Another lesson I have learned is that being on time is a concrete way to show our love and respect for others, because by being on time to our appointments, we show the other persons involved that they are important to us, and that we respect their schedules. This is important in a monastery, because living in a monastery means living with other people (which is sometimes surprising to those who think that monastic life is geared solely toward the individual’s relationship with God). Of course, living in a monastery does include having a relationship with God, so being on time to public prayer is a way to express our love for God, as is making time for our private prayer and scripture reading.

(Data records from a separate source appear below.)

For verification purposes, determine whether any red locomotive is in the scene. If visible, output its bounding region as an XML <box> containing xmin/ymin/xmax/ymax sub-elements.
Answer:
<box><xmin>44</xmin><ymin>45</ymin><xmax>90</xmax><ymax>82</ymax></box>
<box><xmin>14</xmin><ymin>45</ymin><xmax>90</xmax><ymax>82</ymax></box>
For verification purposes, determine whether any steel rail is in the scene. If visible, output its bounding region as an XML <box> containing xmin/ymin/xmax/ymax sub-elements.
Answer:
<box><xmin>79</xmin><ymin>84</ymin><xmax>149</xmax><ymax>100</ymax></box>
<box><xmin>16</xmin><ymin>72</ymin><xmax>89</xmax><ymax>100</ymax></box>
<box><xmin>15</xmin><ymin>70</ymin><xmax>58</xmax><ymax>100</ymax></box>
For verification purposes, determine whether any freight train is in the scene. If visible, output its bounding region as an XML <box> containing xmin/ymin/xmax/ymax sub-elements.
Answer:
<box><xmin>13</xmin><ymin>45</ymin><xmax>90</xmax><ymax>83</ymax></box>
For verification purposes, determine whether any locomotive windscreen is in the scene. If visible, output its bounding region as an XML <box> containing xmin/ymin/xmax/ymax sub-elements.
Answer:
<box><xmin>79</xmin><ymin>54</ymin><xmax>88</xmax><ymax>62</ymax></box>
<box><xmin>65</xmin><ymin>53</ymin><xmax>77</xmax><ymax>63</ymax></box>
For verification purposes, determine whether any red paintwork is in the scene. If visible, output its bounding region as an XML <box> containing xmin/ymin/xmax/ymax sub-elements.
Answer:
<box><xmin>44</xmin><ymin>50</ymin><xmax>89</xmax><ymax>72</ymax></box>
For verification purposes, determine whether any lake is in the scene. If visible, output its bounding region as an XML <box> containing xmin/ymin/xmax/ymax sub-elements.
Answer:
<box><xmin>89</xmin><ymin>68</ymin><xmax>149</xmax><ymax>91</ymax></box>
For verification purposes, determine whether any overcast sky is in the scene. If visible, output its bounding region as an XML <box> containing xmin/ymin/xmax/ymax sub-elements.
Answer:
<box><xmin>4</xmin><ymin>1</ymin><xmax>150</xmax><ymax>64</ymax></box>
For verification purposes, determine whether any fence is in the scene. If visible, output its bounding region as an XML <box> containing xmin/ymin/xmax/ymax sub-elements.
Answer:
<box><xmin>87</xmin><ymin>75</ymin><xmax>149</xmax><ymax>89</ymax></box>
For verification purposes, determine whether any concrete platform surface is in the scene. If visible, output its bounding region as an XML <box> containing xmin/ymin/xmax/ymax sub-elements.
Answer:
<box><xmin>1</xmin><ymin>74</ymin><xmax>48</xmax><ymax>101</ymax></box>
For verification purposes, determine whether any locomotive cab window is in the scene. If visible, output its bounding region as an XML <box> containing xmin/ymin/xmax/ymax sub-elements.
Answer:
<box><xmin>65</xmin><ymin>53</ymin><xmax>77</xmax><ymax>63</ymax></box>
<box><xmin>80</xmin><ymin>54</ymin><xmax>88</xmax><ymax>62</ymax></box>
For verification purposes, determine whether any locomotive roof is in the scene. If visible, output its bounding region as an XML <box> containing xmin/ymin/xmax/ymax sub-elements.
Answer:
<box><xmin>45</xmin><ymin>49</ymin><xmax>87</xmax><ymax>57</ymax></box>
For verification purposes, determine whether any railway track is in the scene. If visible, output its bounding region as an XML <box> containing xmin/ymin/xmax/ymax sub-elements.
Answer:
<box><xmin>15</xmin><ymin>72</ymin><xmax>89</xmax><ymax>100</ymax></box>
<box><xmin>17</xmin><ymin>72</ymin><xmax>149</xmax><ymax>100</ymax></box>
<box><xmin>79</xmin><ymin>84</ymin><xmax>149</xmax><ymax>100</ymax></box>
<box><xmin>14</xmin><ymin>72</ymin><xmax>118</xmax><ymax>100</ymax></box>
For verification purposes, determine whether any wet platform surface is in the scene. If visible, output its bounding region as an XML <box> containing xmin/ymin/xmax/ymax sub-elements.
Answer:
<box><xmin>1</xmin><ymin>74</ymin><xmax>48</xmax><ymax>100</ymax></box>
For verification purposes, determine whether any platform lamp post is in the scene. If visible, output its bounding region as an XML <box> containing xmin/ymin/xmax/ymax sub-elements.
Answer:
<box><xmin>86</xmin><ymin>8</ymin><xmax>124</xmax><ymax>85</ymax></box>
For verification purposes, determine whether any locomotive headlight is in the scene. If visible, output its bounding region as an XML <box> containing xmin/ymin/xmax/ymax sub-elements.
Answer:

The bell sounds different to me throughout the day, because I am in various parts of the monastery (inside and outside) doing different things as the day progresses. I am also in different moods at different times, but by the end of the day, I am always grateful for its lessons. (At this point I must also admit that its ringing often pleasantly reminds me of two Pink Floyd albums in which certain songs make references to bells: Dark Side Of The Moon and The Division Bell. However, that subject might be better addressed in another essay).
I have not always been a good or willing student of our bell, but I do think it has had a positive effect on me, no matter how slight, and I do hope that I might continue under its instruction for a long time. Once again, thank you, our supporters, for making it possible to have such a bell. It rings throughout the day, bringing the monks and guests together to pray for each other and the world around us. May we joyfully heed its call.